There are two broad approaches to log collection and forwarding in Kubernetes

- Run a [sidecar container](https://kubernetes.io/docs/concepts/cluster-administration/logging/#sidecar-container-with-logging-agent) with each `Pod` or container to pick up the application logs from a file or socket and forward on (this is the only available option with [EKS Fargate, although partially managed by AWS](https://docs.aws.amazon.com/eks/latest/userguide/fargate-logging.html))
- Run a log collection and forwarder agent on [each node as a `DaemonSet`](https://kubernetes.io/docs/concepts/cluster-administration/logging/#using-a-node-logging-agent)

Logging should be provided as a service and enabled by default for all containers, so the sidecar pattern does not meet our needs.

For application logs to be searchable and navigable we require the logging agent to annotate and index logs with kubernetes cluster metadata (namespace, pod name, labels etc).

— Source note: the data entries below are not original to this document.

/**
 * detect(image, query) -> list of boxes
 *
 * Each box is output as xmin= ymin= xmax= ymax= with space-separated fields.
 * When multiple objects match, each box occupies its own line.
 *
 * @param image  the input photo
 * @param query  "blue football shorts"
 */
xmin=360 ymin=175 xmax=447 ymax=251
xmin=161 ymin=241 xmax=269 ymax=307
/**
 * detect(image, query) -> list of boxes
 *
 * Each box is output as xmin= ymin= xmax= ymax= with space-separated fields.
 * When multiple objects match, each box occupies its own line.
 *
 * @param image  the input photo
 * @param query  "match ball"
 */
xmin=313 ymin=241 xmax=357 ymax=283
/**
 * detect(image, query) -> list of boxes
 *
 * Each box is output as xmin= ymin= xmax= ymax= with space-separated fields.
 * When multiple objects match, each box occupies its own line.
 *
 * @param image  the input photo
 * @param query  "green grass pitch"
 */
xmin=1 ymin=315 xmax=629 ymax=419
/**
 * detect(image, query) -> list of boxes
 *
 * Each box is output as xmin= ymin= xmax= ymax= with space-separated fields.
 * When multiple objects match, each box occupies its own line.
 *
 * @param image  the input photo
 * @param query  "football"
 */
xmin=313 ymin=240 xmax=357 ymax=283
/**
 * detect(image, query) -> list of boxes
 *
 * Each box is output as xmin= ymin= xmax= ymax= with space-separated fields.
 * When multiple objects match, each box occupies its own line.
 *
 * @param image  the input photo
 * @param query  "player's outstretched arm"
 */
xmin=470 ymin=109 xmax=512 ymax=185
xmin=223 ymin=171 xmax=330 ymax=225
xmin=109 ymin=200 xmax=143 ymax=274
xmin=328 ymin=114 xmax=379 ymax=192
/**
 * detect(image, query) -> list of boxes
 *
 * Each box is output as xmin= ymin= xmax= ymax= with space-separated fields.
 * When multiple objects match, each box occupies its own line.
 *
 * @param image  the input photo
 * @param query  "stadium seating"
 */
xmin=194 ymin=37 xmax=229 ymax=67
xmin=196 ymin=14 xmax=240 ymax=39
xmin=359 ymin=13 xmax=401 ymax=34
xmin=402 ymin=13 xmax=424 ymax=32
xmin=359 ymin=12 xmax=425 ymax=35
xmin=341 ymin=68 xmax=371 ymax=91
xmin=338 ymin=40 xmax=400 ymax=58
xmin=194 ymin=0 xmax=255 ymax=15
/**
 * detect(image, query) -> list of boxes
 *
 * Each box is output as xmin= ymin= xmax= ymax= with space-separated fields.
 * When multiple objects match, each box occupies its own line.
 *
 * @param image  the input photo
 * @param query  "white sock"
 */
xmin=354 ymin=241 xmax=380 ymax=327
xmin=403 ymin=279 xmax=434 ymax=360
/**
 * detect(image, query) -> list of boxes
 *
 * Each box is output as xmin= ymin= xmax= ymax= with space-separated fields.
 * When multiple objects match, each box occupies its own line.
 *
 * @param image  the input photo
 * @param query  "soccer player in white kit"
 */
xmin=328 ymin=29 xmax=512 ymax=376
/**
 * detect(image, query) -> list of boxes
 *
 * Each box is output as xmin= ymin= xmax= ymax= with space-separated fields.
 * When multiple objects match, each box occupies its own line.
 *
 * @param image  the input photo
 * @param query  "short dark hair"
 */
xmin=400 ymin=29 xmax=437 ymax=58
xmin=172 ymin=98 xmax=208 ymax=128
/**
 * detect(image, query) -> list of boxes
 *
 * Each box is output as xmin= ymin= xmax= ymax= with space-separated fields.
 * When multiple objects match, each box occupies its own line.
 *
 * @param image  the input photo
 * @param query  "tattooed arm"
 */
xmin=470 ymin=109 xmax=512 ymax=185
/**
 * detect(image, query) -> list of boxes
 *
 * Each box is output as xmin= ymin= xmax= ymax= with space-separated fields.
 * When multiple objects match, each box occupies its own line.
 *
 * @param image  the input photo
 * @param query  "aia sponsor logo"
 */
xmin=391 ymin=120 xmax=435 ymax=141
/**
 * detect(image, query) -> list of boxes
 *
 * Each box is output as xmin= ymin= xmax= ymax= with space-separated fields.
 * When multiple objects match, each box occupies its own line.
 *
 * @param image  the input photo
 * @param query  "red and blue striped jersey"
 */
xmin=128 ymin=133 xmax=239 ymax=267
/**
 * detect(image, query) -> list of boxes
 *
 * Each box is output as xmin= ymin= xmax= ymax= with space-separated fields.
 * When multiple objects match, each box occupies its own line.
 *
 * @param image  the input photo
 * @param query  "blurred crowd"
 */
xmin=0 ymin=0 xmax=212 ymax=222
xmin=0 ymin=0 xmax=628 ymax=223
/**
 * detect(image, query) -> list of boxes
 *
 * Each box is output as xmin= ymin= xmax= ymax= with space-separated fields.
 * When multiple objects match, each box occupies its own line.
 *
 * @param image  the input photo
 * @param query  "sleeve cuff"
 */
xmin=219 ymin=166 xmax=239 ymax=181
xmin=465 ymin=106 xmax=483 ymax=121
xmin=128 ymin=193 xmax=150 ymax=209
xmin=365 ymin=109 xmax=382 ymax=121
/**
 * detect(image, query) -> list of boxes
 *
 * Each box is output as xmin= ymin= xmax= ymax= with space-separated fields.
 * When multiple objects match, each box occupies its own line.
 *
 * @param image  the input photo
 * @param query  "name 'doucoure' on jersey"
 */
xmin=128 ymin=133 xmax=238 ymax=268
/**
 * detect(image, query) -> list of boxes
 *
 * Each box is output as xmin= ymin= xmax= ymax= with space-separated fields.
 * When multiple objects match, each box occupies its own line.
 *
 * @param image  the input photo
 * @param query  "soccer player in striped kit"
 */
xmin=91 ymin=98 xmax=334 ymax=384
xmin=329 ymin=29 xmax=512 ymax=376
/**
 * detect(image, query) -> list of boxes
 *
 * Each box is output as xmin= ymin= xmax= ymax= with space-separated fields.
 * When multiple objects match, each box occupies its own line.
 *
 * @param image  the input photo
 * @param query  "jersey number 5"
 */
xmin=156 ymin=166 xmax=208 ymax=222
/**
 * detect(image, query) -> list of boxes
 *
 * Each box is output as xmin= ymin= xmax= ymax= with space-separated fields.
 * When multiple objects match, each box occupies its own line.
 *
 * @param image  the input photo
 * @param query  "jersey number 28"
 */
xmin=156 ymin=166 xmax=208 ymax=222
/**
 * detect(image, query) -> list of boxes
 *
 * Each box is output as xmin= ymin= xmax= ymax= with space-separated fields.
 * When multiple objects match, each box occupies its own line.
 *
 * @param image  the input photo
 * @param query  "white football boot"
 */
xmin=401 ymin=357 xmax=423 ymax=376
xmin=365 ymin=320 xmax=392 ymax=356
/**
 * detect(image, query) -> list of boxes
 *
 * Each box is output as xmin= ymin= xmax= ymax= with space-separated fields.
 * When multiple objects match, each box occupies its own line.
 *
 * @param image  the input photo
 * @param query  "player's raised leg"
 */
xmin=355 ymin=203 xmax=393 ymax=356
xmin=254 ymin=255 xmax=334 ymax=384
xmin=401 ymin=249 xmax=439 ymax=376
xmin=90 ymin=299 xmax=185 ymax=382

The most commonly used logging agents for Kubernetes are: [fluentd](https://www.fluentd.org) and [fluentbit](https://fluentbit.io). Fluentbit is a successor to fluentd, and aims to be more lightweight and offer higher performance, but has a smaller plugin ecosystem than fluentd.


### Log storage and UI
Logs must also be stored somewhere, with a browser-based UI for searching, filtering and browsing. There are many options in the space, but the most common option is [elasticsearch and kibana](https://www.elastic.co/what-is/elk-stack).

We may ultimately push logs to a GDS-wide central log store, but should deploy something ourselves in the short term so that we can provide a usable logging service to users sooner rather than later, and get familiar with the details of logging within Kubernetes ourselves.

For now, the obvious choice is Elasticsearch and Kibana, due to their extensive support for this use case and in this ecosystem.

## Decision

Use a **fluentbit** Daemonset with AWS Elasticsearch Service.

## Consequences

fluentbit is a lighter and faster alternative to fluentd, with first-class Kubernetes support. It does however have a smaller plugin ecosystem, although we are unlikely to need any exotic plugins.

fluentbit and fluentd are largely drop-in replacements for each other, so we can quickly and easily change logging agents if necessary.

fluentbit can be quickly deployed with little to no configuration using the [official Helm chart](https://github.com/fluent/helm-charts).

AWS Elasticsearch Service provides both [Elasticsearch itself, plus Kibana](https://aws.amazon.com/elasticsearch-service/features/).

Kibana access must be restricted via authentication, ideally with corporate identities. Appropriate options for this (AWS SSO, Cognito, etc) must be explored. Similarly, authorization and segregation within Elasticsearch may also be required.

This ADR covers application-level logging only, not cluster control plane or node/kubelet logs. This will be covered in a future ADR.